L'impact des frais sur le rendement réel
Les frais de gestion sont l'ennemi silencieux du rendement. Un écart de 1 % de frais annuels représente, sur 20 ans, une différence de patrimoine final de l'ordre de 20 % pour un capital de départ de 50 000 €.
Pour un ETF S&P 500, les frais de gestion sont de l'ordre de 0,07 % à 0,20 % par an. Pour un fonds géré activement, ils atteignent souvent 1,5 % à 2,5 % — ce qui efface en grande partie l'avantage de performance potentiel. La gestion passive via ETF est, dans la grande majorité des cas, plus performante à long terme que la gestion active, net de frais.
Questions fréquentes
Quel est le rendement de référence pour un investissement ?
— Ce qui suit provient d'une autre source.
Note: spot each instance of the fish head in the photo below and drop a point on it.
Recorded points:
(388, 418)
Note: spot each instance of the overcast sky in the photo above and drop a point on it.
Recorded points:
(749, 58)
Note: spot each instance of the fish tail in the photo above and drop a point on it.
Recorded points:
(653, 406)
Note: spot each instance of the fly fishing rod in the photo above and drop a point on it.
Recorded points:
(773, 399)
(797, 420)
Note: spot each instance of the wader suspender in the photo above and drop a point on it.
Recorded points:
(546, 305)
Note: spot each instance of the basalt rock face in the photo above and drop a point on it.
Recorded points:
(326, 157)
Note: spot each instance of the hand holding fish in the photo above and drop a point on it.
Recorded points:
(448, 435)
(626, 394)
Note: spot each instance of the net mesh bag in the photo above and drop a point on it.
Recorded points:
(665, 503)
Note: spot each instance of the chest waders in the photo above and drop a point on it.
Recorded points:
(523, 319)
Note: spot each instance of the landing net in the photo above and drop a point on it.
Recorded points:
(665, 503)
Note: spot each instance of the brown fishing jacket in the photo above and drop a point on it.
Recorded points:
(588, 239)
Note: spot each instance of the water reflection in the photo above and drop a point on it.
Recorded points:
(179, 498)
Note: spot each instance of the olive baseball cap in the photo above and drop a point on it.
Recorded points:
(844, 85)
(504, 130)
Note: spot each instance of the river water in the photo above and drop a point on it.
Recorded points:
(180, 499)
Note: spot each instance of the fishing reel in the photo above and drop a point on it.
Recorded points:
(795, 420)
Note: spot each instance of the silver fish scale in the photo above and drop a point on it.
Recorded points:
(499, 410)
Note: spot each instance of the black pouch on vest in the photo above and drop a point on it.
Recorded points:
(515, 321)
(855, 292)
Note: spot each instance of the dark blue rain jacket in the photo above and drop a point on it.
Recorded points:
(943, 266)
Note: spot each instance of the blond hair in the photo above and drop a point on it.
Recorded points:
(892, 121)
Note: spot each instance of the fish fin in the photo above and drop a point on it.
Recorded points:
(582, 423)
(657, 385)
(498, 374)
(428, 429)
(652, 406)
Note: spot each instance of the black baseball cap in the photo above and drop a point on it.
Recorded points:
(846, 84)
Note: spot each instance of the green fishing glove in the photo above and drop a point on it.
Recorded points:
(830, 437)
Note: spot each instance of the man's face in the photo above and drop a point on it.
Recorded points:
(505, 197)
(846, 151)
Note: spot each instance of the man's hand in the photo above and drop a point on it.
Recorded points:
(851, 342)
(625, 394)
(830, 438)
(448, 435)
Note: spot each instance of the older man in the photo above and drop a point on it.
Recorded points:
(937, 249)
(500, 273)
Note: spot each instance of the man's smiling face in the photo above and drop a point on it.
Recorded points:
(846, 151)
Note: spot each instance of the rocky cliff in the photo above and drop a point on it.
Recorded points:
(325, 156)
Les rendements historiques long terme (20-30 ans) varient selon la classe d'actifs : actions internationales (MSCI World) environ 7 à 9 %/an dividendes inclus, S&P 500 environ 10-11 %, obligations souveraines 2-4 %, immobilier physique 3-5 % net, livret A 1-3 %, fonds en euros 2-3 %. Au-dessus de 10-12 %/an annoncé, soyez prudent — la promesse cache souvent un risque sous-évalué ou des frais cachés.
Comment évaluer la performance d'un placement ?
Toujours raisonner en performance nette (après frais et fiscalité) et sur longue période (10+ ans). Comparer à un benchmark pertinent (l'indice de référence de la classe d'actifs concernée). Et tenir compte de la volatilité : un placement à 8 %/an avec faible volatilité est généralement préférable à un placement à 10 %/an avec drawdowns de 50 %.
Quels taux de rendement attendre selon les classes d'actifs ?
Ordres de grandeur réalistes : monétaire/livrets 1-3 %, fonds en euros 2-3 %, obligations 3-4 %, immobilier 3-5 %, actions internationales 7-9 %, marchés émergents 7-10 % (mais volatilité forte), or 5-7 % long terme. Au-delà, le risque devient significatif et les rendements affichés sont rarement tenus net de frais.